Randall – Robert Farris Thompson wrote the book ‘Flash of the Spirit’ and that book was so important, it may have been instrumental in giving the Corcoran Exhibition impetus to have been conceived. All the people that worked on that show were influenced by Robert Farris Thompson. We were so fortunate to have become close with him. He came and lectured at our first gallery, and I lectured in his class at Yale. He just got it. He wrote on Basquiat and other African American artists like Traylor. He used the term outsider to get a perspective on terms.
Roger Cardinal, Barbara Safarova, Leslie Umberger, Judy McWillie (she turned everyone’s head onto the African American South artists), Laurent Danchin, Valerie Rousseau, Colin Rhodes, Lucienne Pierry, Sara Lombardi, Terezie Zemánková, and others.
12. Is there anything else you would like to add?
Randall – I want to talk more about the focus of the gallery and the direction that we go in and how we focus what we do. In Art Brut etc., we are especially interested in spiritual art and the spiritualistic aspect. In ceramics we are really into textures and the transformation of texture. And with the masks we tend towards the spiritual and shamanistic. Everyone seems to be doing spiritualistic shows now, but we were the first to do these shows 10 and 20 years ago.
I am currently working on three projects. One is a book on American Art Brut as no one has presented it that way. In doing that I will be able to bring together Europe and the United States.
Another project is Art Brut and the shamanistic impulse. I got so tired of artists telling me they are shamans, or writers calling artists shamans. I wanted to do a book that shows the genius in the art. I believe the impulse to be spiritual and shamanistic is in every human being and it can be in the artist, but a shaman is trained in the culture year after year and that is where their art comes from, so I want to do something that shows the difference. And then this final project is up in the air, but I was supposed to curate a two-floor African American show at Halle Saint Pierre in Paris. I am not sure if this will happen now. No one has done a show of all of African Americans, including North and South America. Each place is normally kept separate and I would be mixing the south, with the north, with the Caribbean and so on.

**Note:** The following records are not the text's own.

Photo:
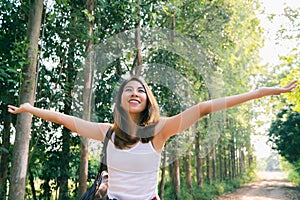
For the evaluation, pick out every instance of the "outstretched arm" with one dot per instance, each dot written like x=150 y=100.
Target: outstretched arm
x=184 y=120
x=85 y=128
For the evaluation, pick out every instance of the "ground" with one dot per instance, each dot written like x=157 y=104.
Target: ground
x=271 y=186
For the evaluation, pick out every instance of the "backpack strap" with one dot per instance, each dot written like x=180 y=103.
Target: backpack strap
x=103 y=157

Shari – I would add that both of us are drawn to work that feels as though nature is living through it. That there is some organic spirit in it. I feel that in spite of everything else art will be made because it has to be made and when I feel that genuine impulse and immediacy in a work it is very moving to me.
Randall – There is a section of mainstream art. We call it non-mainstream. It is not supposed to be negative. It is just about the intentionality. But there is a section that I am calling eccentric mainstream and that is the section where mainstream touches Art Brut. The artists like Simone Pelligrini and others who are completely aware of Contemporary art and trained, but who have chosen to work in a non-classical trained way and have re-built themselves to work in another way. Someone like Basquiat and Keith Haring. All those who are very aware of it and the mainstream. I think these artists work well shown together alongside non-mainstream artists.